La monja se acercó a la reja y le ofreció la cesta a Theodore: estaba hecha de mimbre, forrada de raso azul, y en los cuatro lados tenía pintadas escenas de la leyenda de Santa Genoveva.
—Aquí está mi regalo —dijo, al tiempo que se la tendía—. No lo despreciéis, mi buen mancebo. Aunque su valor parece insignificante, posee muchas virtudes ocultas.
Y acompañó sus palabras con una mirada significativa. No pasó desapercibida a Theodore: se acercó lo más posible a la reja para recibir el regalo.
—¡Inés! —susurró ella en voz apenas perceptible.
Theodore, sin embargo, lo captó. Supuso que la cesta ocultaba algún misterio, y su corazón latió de impaciencia y de gozo. En ese momento regresó la superiora. Tenía una expresión sombría y adusta, y parecía, si eso era posible, más severa que nunca.

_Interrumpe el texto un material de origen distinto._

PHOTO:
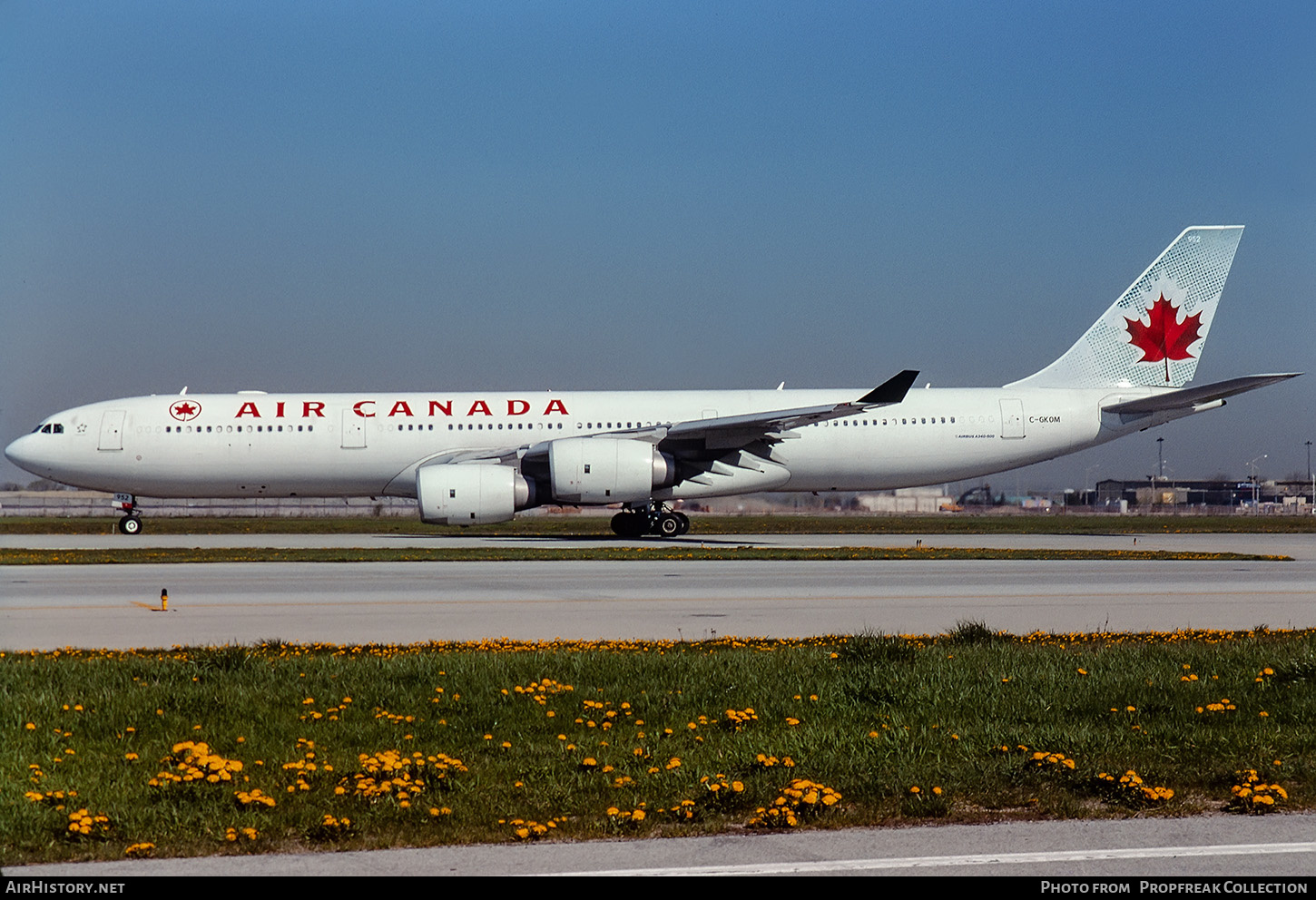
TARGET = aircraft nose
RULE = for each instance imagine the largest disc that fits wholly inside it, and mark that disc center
(24, 453)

—Madre Santa Úrsula, desearía hablar con vos en privado.
A la monja se le mudó el color, y se quedó visiblemente desconcertada.

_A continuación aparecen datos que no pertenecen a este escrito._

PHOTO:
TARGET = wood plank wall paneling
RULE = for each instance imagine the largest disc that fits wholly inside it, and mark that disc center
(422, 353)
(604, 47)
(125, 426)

—¿Conmigo? —repitió con voz vacilante.
La superiora le hizo seña de que la siguiera, y se retiró. La madre Santa Úrsula obedeció; poco después, la campana de la iglesia llamó al refectorio por segunda vez; las monjas abandonaron la reja, y Theodore quedó en libertad para llevarse su recompensa. Encantado de haber conseguido al fin alguna noticia para el marqués, voló, más que corrió, hasta que llegó al palacio de las Cisternas. A los pocos minutos se encontraba en el aposento, tratando de reconciliar a su amigo con una desventura que él mismo juzgaba demasiado severa. Theodore contó su aventura, y las esperanzas que el regalo de la madre Santa Úrsula había hecho renacer en él. El marqués se incorporó catapultado de su almohada: aquel fuego que parecía haberse apagado desde la muerte de Inés se reavivó en su pecho, y sus ojos centellearon con la ansiedad de la expectación. No parecieron menos inflamadas las emociones del semblante de Lorenzo, el cual aguardó con indecible impaciencia la explicación del misterio. Raimundo cogió la cesta de manos de su paje. Vació el contenido sobre la cama y lo examinó detenidamente. Esperaba encontrar una carta en el fondo, pero no vio nada semejante. Reanudó la búsqueda, pero sin mejor resultado. Finalmente, don Raimundo observó que uno de los ángulos del forro de raso azul estaba descosido; lo desgarró apresuradamente, y extrajo un trozo de papel, sin doblar ni sellar. Iba dirigido al marqués de las Cisternas, y decía lo siguiente:
“Habiendo reconocido a vuestro paje, me atrevo a enviaros estas líneas. Obtened una orden del duque–cardenal para detener a mi persona y a la de la superiora. Pero procurad que no se lleve a efecto hasta el viernes por la noche. Es la festividad de Santa Clara: habrá una procesión de monjas con antorchas, y yo estaré entre ellas. Cuidad de no dar a conocer a nadie vuestra intención. Si una sola palabra despertase las sospechas de la superiora, no volveríais a saber más de mí. Sed precavido, si apreciáis la memoria de Inés y deseáis castigar a sus asesinos. Lo que tengo que decir os helará la sangre de horror.”